In terms of objectives for a better tax solution we covered why FairTax simplicity and FairTax revenue neutrality are important. It’s time to tackle the issue of removing barriers to economic growth.

First off, what are the barriers to economic growth?

The most basic answer is anything that impedes the overall prosperity of our people – almost exclusively associated with reducing our ability to compete in free markets. This wasn’t such a big deal 96 years ago (i.e. when we allowed the 16th Amendment to be ratified) when our markets were more isolated and when gross manipulation of the tax code hadn’t occurred.

But where do we stand today?

  1. 1.       We are in a competitive global market.
  2. 2.       We have 66,000 pages of tax code that shift the burden away from those who can afford to lobby our politicians and onto the little guy.

Most U.S. companies compete with one arm tied behind their back. The exceptions are those with significant tax breaks – usually very large organizations. 

Entrepreneurs with great ideas must not only be experts in their fields they must be experts in complex tax compliance. Sure, they can hire tax attorneys and CPAs but financial resources must be committed which take away from developing ideas and getting products and services to market. 

Also, once started, companies must divert 7.65% of gross pay (employer-side of payroll tax on salaries and wages of its workforce) to our federal government. In a society that is increasingly service-oriented and when you consider marketing, distribution, sales, administration (as well as all marketing, sales, admin of suppliers) these payroll taxes make up a significant cost of doing business which must be priced into the end products and services that you and I buy as consumers. Of course we need to factor in the ongoing cost of tax compliance as well (payroll services and/or internal software systems plus tax attorneys and CPAs). If business is a pipeline and profits come out of the end of the pipe, inefficiency constitutes the leaks in the pipe where profits seep out. Unnecessary tax compliance is a major leak to all U.S. companies.
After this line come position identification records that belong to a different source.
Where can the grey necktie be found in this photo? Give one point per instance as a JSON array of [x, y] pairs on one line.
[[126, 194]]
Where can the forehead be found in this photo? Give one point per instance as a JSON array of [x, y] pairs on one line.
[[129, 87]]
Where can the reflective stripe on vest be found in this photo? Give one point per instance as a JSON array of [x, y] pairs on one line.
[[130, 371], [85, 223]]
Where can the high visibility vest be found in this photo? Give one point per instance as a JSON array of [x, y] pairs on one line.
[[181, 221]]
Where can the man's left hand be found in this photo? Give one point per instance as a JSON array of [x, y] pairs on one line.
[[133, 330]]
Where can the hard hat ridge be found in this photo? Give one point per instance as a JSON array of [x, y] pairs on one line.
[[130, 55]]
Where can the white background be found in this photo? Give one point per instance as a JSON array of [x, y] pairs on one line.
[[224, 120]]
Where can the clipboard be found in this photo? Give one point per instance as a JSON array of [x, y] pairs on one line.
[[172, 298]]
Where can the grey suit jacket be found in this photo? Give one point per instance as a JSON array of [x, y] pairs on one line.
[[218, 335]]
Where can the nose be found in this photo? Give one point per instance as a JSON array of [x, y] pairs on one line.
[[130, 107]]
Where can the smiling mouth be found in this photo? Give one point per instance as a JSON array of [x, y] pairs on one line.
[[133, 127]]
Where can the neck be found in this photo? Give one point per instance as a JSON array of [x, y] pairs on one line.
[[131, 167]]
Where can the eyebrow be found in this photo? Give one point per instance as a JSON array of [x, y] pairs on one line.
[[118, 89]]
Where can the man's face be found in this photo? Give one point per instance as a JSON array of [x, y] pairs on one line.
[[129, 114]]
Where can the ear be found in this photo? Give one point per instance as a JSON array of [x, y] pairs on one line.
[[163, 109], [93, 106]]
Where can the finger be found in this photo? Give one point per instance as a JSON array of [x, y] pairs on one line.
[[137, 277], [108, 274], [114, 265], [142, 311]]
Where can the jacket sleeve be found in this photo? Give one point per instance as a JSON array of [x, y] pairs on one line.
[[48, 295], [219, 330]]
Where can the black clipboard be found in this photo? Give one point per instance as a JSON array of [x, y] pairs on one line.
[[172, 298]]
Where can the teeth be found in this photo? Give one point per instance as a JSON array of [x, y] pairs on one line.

Finally, any profit that our entrepreneur is able to manage gets taxed via the corporate tax as well.

Speaking about profits, it is worth mentioning that our government wants companies to record profits sooner rather than later. Any significant investment that our entrepreneur makes in plant and equipment must be depreciated using complex tax schedules many years into the future rather than in the year of acquisition in order to maximize (in the government’s eyes) net profit before taxes. This enables the government to take “their share” sooner rather than wait until the capital expenditure pays for itself. Our entrepreneur must carefully consider the tax consequences and additional financing prior to committing to any large acquisitions which often-times prevents companies from moving forward.

The payroll taxes, corporate taxes, and capital investment considerations can be entirely removed from the production side of goods and services by replacing our 66,000 page 96-year-old tax system that is on life support with the FairTax (see FairTax in a NutShell). In addition, costly efforts to comply with tax complexity can be replaced with one simple calculation – 23% of net sales of new goods and services period.

Our entrepreneur can now take his/her great idea and really run with it unshackled! He/she can invest in facilities and equipment, research and development, production and operations, distribution, marketing and sales… all with little to no required consideration to and ongoing cost of tax compliance. 

To bring this point home, if our entrepreneur wants to tackle, for example, our energy challenges which might require $100 million investment in plant & equipment, scientific r&d, operations, marketing, sales, etc. ahead of sale #1 under our current tax system, he/she will likely need only $75 million after the FairTax has been around for a few years.   The government will get theirs… but on the consumption side not the production side.

By un-taxing production and productivity, we remove barriers to economic growth.